From: Adam Barth <w3c@adambarth.com>
Date: Tue, 7 Feb 2012 15:05:54 -0800
To: "Hallvord R. M. Steen" <hallvord@opera.com>
Cc: public-webapps <public-webapps@w3.org>, Daniel Cheng <dcheng@chromium.org>, Ryosuke Niwa <rniwa@webkit.org>
Message-ID: <CAJE5ia8Y_Yvu_4MiaYdUGVz3Z7FVUZv8=RerNCRu+zpqqCwzbw@mail.gmail.com>

On Mon, May 16, 2011 at 8:41 PM, Hallvord R. M. Steen
<hallvord@opera.com> wrote:
> On Thu, 05 May 2011 06:46:55 +0900, Daniel Cheng <dcheng@chromium.org>
> wrote:
>
>> There was a recent discussion involving directly exposing the HTML
>> fragment
>> in a paste to a page, since we're doing the parsing anyway for security
>> reasons. I have some concerns regarding
>>
>> http://www.w3.org/TR/clipboard-apis/#cross-origin-copy-paste-of-source-code
>> though.
>>
>>> From my understanding, we are trying to protect against [1] hidden data
>>
>> being copied without a user's knowledge and [2] XSS via pasting hostile
>> HTML. In my opinion, the algorithm as written is either going to remove
>> too
>> much information or not enough. If it removes too much, the HTML paste is
>> effectively useless to a client app. If it doesn't remove enough, then the
>> client app is going to have to sanitize the HTML itself anyway.
>
> FWIW, my main concern was the hidden data aspect because it can be abused
> for cross-site request forgery if a malicious site by getting the user to
> copy and paste gets access to form anti-CSRF tokens and such.

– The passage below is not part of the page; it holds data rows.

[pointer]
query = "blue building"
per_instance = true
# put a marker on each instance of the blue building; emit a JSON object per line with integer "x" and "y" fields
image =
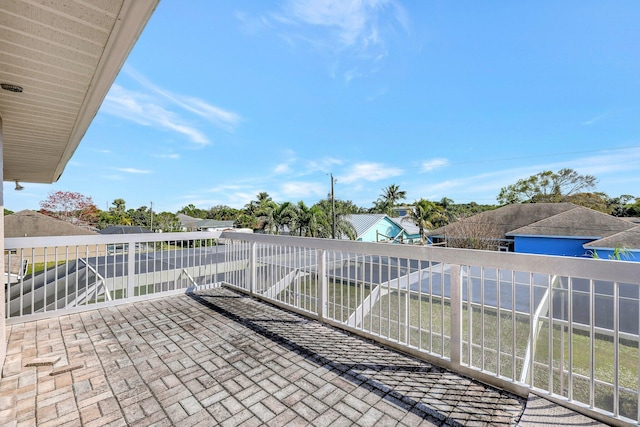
{"x": 562, "y": 229}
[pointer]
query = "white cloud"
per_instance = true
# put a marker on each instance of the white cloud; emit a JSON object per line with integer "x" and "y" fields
{"x": 369, "y": 172}
{"x": 356, "y": 33}
{"x": 282, "y": 168}
{"x": 157, "y": 108}
{"x": 303, "y": 189}
{"x": 348, "y": 22}
{"x": 595, "y": 119}
{"x": 429, "y": 165}
{"x": 133, "y": 170}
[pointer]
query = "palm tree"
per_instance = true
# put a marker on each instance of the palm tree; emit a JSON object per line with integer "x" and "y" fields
{"x": 311, "y": 221}
{"x": 345, "y": 228}
{"x": 265, "y": 214}
{"x": 426, "y": 215}
{"x": 389, "y": 199}
{"x": 284, "y": 216}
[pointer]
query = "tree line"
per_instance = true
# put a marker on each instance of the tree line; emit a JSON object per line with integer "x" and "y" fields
{"x": 326, "y": 218}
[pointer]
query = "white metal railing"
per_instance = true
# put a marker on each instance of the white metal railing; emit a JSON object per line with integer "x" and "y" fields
{"x": 75, "y": 273}
{"x": 565, "y": 328}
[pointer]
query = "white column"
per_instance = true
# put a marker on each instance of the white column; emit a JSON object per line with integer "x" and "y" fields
{"x": 3, "y": 335}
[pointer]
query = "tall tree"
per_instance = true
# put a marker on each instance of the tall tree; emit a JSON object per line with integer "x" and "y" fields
{"x": 547, "y": 187}
{"x": 425, "y": 215}
{"x": 389, "y": 199}
{"x": 70, "y": 206}
{"x": 284, "y": 216}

That's certainly possible, but I don't think it's possible for us to
protect against the long tail of risks here.  In these sorts of cases,
it can be better for security to not implement a half-correct solution
and instead decide not to try to mitigate a particular risk.

> I *intend* to
> leave some processing of the HTML to the client application, for example the
> removal of third-party application-specific or browser-specific CSS
> properties.
>
> I see that Chrome applies different security policies depending on whether
> the content is read by a JavaScript (getData('text/html') - style) and
> inserted directly. You do some extra work to avoid XSS, such as removing on*
> event listener attributes and href=javascript: when content is inserted
> directly (you also remove some browser-specific elements and class names).
> This sort of clean up and processing on direct data insertion by the
> user-agent is not really in scope for the events spec IMO.

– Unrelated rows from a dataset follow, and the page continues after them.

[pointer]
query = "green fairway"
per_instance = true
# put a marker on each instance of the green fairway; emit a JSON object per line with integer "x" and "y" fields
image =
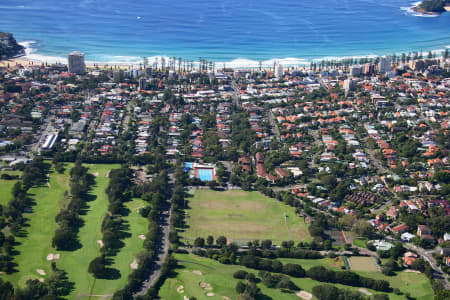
{"x": 5, "y": 191}
{"x": 194, "y": 270}
{"x": 37, "y": 245}
{"x": 242, "y": 216}
{"x": 34, "y": 248}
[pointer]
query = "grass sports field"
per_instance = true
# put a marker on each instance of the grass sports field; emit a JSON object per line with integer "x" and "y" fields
{"x": 195, "y": 271}
{"x": 37, "y": 245}
{"x": 6, "y": 191}
{"x": 358, "y": 263}
{"x": 242, "y": 216}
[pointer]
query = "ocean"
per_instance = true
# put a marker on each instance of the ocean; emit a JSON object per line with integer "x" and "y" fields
{"x": 235, "y": 32}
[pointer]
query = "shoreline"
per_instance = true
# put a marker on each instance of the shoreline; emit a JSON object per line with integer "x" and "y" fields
{"x": 31, "y": 58}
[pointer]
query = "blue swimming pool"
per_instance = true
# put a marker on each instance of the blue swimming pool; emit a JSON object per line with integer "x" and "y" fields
{"x": 205, "y": 174}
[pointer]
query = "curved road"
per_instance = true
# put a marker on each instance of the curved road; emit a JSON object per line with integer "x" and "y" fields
{"x": 163, "y": 248}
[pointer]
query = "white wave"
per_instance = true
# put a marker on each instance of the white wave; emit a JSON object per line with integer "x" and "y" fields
{"x": 31, "y": 53}
{"x": 409, "y": 11}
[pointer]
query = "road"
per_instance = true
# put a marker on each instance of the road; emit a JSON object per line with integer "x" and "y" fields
{"x": 273, "y": 124}
{"x": 236, "y": 94}
{"x": 163, "y": 248}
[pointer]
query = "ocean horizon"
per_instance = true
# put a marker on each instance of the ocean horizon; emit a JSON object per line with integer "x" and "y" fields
{"x": 226, "y": 32}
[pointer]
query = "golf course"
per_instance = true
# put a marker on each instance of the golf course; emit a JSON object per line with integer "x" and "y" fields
{"x": 205, "y": 278}
{"x": 35, "y": 252}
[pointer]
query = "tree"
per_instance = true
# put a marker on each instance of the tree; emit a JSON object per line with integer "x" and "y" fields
{"x": 240, "y": 287}
{"x": 97, "y": 266}
{"x": 221, "y": 241}
{"x": 266, "y": 244}
{"x": 240, "y": 274}
{"x": 199, "y": 242}
{"x": 294, "y": 270}
{"x": 286, "y": 283}
{"x": 210, "y": 240}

That makes sense.  The risk here is somewhat different from what
you've articulated above.  Rather than trying to prevent information
leaks from the "source" of the copy to the "target" of the paste,
these checks aim to prevent the source from injecting script into the
target.

> However, for getData('text/html') it seems you do no clean-up at all, not
> for cross-origin paste either.

Correct.  The idea here is to have a secure default but still let a
sophisticated web application handle the complicated cases if they
want to.  I just spoke with Ryosuke and Daniel, and we're considering
tightening up the default behavior somewhat to prevent injections of
<style> and other dangerous elements (probably by switching to a
whitelist).

> Implementing the current spec would thus
> require that you tighten your existing security policy. Will you consider
> doing so, or would you rather argue for removal of any spec-mandated
> clean-up of cross-origin source code?

IMHO, we shouldn't try to protect the "source" of the data, but we
should aim to protect the "target".  My understanding of your message
is that would cause us to remove the text in this spec.  If we find a
good whitelist for protecting the target, that's probably worth
writing in a spec so that browsers can interoperate, but it doesn't
have to be this spec if you feel that this behavior is out of scope.

>> [2] is no different than using data from any
>> other untrusted source, like dragging HTML or data from an XHR. It doesn't
>> make sense to special-case HTML pastes.
>
> "Using data" is not the only threat model - limiting the damage potential
> when the page you paste into is malicious is harder. However, there is some
> overlap in the strategies we might use - for example event attributes are
> certainly hidden data, might contain secrets and might cause XSS attacks so
> you might argue for their removal based on both abuse scenarios though I
> think [2] is a more relevant threat.

The problem is that the tail of where sensitive information might
reside is long and thick, making these security measures only
partially effective, at best.

Adam

Received on Tuesday, 7 February 2012 23:10:09 UTC